Weigh that against the broader community awareness raised. The paper received a lot of e-mails and calls in response, mostly appreciative, some negative. The positive messages from teachers, parents and others asked how they could help the task force address the problem. The negative were -- let's call it what it is -- racist: "Blacks in general do most of the crime and yet thay (sic) are a minority. Blacks are more violet (sic) and always carry a chip on their shoulder." The saddest message I saw was from a father asking for help with his wayward (white) son. "I know if he continues on the path he is on, he is looking at menial jobs the rest of his life, or prison."
The project wasn't complete.
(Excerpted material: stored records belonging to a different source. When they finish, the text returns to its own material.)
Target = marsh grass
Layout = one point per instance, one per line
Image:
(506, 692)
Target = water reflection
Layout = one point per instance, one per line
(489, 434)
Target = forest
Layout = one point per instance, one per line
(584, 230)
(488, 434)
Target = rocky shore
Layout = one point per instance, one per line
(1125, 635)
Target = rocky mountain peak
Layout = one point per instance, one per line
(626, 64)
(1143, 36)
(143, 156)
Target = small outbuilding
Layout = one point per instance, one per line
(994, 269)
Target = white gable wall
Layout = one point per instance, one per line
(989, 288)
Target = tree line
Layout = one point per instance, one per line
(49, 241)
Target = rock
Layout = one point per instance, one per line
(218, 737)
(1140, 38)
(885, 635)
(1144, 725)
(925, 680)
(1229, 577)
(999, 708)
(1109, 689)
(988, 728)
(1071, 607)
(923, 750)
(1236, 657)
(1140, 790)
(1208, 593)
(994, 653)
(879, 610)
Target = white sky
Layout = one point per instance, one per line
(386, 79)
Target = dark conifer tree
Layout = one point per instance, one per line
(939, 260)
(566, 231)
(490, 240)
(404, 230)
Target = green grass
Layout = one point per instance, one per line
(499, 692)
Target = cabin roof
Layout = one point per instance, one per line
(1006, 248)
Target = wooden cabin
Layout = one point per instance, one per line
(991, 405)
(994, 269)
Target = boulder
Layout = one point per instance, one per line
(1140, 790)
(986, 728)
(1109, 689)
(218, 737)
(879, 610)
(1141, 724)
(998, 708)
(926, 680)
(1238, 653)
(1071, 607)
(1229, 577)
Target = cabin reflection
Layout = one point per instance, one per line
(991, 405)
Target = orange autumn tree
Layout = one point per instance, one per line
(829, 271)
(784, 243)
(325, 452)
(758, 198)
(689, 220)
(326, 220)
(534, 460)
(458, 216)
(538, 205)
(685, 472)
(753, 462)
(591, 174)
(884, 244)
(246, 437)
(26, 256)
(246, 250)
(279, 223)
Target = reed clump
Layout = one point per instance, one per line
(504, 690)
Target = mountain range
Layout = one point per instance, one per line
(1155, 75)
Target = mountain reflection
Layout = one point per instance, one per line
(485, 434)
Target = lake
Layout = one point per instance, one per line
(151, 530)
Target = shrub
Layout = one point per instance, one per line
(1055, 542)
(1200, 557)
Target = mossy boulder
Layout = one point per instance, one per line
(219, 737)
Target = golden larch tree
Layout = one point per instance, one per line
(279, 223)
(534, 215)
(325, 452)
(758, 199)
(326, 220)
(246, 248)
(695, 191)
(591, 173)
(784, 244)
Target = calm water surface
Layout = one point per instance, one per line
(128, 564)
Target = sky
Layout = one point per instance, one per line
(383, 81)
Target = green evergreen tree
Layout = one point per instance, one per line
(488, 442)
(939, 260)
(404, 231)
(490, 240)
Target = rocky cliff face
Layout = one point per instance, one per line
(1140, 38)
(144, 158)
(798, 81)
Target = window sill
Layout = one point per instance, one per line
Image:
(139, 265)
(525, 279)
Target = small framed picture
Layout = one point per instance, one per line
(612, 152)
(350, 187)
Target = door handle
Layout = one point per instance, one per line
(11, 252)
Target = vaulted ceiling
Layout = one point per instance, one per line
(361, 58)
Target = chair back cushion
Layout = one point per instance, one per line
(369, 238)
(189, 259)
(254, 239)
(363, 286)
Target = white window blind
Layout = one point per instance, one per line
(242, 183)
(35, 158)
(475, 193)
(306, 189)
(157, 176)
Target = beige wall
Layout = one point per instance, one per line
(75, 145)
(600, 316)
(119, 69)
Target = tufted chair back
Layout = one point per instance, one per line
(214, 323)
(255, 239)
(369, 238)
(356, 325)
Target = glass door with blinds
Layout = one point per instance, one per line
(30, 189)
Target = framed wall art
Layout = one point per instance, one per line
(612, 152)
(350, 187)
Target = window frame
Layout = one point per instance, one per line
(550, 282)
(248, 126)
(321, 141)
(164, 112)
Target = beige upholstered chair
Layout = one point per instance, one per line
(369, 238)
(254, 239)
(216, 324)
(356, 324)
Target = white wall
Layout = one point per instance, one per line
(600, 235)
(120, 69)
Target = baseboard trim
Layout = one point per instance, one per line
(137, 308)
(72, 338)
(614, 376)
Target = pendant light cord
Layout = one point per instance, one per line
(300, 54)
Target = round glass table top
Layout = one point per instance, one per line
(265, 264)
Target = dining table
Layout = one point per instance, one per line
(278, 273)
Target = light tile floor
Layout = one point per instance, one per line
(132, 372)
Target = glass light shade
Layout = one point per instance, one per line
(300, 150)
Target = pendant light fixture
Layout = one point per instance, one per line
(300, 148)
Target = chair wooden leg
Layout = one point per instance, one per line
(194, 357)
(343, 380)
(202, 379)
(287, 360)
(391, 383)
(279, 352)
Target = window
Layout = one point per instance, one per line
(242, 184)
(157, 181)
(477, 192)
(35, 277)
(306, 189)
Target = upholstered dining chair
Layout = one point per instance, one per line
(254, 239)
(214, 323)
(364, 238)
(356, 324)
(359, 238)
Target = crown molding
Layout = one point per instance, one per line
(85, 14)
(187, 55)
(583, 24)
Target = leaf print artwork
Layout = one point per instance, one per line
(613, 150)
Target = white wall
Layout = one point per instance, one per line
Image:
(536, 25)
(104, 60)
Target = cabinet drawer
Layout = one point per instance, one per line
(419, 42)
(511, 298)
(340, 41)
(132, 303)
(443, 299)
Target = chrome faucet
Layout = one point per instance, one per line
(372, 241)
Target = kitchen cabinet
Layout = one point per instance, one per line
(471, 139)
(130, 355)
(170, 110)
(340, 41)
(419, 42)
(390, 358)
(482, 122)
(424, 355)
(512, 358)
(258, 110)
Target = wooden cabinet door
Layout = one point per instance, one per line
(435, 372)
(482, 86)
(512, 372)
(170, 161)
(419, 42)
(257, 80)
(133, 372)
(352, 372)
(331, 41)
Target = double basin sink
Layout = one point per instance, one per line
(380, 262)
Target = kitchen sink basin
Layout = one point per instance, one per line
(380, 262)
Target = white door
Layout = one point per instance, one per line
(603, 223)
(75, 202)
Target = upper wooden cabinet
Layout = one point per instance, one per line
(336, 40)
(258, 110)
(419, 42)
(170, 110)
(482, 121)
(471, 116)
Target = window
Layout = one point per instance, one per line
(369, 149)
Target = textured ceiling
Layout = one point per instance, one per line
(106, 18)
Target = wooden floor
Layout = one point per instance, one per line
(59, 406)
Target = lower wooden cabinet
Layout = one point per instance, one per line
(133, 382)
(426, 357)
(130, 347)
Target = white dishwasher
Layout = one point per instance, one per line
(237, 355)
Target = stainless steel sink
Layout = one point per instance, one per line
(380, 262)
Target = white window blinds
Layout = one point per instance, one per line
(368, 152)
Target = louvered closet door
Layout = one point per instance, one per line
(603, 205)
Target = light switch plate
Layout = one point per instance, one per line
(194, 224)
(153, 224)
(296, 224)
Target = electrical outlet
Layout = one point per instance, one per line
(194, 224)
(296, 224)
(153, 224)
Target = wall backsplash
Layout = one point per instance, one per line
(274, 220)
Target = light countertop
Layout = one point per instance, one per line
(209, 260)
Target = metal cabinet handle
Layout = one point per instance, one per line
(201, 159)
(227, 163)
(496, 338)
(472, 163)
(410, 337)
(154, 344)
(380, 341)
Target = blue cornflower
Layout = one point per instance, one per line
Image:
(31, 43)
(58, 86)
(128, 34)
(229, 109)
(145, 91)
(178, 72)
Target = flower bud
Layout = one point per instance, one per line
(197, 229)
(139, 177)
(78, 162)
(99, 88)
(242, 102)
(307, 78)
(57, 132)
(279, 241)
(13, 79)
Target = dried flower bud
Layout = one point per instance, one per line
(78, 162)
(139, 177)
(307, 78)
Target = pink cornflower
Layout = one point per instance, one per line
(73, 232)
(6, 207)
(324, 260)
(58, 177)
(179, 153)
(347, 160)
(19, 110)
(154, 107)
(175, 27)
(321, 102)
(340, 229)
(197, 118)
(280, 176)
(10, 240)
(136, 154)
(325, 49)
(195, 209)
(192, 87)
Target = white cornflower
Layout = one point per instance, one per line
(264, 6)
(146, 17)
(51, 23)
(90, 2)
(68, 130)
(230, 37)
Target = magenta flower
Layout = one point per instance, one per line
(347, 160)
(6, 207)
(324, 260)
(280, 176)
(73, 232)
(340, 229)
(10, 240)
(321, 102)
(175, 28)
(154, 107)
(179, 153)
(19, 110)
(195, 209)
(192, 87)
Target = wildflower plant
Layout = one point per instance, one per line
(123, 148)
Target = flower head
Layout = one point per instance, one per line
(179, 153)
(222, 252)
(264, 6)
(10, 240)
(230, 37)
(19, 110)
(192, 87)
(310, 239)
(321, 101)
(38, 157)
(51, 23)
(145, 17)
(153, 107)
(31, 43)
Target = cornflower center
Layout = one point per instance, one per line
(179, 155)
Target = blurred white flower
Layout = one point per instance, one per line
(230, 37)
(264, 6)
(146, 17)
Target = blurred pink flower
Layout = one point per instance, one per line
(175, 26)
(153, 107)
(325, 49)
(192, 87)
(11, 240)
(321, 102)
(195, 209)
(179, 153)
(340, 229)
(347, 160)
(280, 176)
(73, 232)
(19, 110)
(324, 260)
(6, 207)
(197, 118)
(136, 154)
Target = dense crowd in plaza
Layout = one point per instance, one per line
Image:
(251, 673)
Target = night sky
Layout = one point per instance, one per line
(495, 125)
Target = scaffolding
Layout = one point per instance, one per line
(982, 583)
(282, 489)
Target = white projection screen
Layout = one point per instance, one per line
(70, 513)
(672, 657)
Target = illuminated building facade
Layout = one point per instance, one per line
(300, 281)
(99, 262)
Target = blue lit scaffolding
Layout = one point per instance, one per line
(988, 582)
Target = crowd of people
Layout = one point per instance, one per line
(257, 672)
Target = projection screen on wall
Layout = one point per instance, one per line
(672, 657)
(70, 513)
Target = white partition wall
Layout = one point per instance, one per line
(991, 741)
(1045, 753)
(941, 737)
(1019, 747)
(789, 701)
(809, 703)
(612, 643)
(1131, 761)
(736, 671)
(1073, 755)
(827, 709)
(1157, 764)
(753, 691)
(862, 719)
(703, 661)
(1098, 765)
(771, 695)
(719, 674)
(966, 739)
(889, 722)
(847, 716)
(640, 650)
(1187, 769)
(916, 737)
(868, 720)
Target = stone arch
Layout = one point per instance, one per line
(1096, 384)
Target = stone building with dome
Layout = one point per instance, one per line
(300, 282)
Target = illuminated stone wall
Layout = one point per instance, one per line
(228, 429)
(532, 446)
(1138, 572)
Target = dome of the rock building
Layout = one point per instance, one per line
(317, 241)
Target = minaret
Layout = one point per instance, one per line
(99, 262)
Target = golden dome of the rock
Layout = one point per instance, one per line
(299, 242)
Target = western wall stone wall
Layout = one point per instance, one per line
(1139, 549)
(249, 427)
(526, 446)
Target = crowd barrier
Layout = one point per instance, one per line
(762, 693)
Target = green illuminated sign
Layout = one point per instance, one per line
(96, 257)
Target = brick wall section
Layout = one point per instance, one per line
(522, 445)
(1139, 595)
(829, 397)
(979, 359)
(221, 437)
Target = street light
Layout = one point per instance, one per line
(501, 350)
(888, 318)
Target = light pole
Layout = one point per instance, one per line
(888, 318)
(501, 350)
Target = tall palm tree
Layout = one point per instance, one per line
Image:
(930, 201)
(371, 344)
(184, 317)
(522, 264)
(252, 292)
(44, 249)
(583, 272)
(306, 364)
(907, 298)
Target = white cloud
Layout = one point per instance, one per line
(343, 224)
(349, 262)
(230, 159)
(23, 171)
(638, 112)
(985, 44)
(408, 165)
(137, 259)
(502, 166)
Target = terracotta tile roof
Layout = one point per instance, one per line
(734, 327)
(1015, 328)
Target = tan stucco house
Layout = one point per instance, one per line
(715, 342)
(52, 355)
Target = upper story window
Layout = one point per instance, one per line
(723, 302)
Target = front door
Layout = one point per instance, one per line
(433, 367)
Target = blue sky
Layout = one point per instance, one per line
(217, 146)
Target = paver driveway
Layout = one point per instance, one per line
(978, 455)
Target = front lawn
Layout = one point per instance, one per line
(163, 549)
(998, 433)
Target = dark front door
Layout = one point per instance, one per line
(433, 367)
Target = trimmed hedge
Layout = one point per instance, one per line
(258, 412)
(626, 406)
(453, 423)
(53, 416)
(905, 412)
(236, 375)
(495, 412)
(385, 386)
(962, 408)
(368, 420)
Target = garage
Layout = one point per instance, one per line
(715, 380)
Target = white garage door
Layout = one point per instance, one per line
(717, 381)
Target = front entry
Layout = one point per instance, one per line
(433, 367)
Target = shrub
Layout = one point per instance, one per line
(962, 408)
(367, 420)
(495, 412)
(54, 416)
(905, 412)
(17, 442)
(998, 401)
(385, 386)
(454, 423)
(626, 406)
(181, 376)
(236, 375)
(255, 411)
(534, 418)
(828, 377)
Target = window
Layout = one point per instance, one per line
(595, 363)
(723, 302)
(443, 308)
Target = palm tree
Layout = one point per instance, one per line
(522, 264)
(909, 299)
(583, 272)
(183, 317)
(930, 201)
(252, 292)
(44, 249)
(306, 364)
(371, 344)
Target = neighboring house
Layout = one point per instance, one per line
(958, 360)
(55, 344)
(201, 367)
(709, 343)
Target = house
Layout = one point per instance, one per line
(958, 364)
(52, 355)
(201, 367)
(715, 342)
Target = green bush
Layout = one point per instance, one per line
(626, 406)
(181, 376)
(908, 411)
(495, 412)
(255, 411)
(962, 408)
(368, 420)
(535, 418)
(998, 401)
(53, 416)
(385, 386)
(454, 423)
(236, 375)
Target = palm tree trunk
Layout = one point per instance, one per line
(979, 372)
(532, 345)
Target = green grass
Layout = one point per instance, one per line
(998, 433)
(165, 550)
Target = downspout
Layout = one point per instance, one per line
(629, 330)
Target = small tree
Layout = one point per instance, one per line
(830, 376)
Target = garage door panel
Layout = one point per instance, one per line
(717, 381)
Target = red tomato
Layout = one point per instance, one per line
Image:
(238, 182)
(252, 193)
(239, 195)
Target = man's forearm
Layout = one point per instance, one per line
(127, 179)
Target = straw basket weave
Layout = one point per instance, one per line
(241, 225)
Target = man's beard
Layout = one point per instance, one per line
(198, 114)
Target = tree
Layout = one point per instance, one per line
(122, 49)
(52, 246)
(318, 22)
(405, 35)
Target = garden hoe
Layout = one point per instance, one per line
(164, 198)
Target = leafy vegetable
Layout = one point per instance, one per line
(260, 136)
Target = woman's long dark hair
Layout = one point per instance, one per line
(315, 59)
In focusing on the young men, it gave only perfunctory attention to causes of and solutions to the problem of too many young minority males going to prison. (Black and Latino men make up 13 percent of North Carolina's population but nearly 64 percent of prisoners in the state.) That's the "institutional" story that the team chose not to do and, as Stepp acknowledges, there is serious reporting still to be done. "The part of the story yet to be written is the solutions," she said. "The N&O will have failed if we don't come back and follow this in a real solutions kind of way."
As for this work, it's a close call as to whether real human beings were exploited for the purposes of an important story. Given the conscientious attempt to fully inform the participants, and given the broader ripples that the stories generated in the public mind, I'll side with The N&O on this one and say the risk to individuals was worth the potential benefit to society -- and, maybe, to these teenagers. As Stepp says, "I really hope for each of these young men that something will happen in their lives that they don't end up being statistics."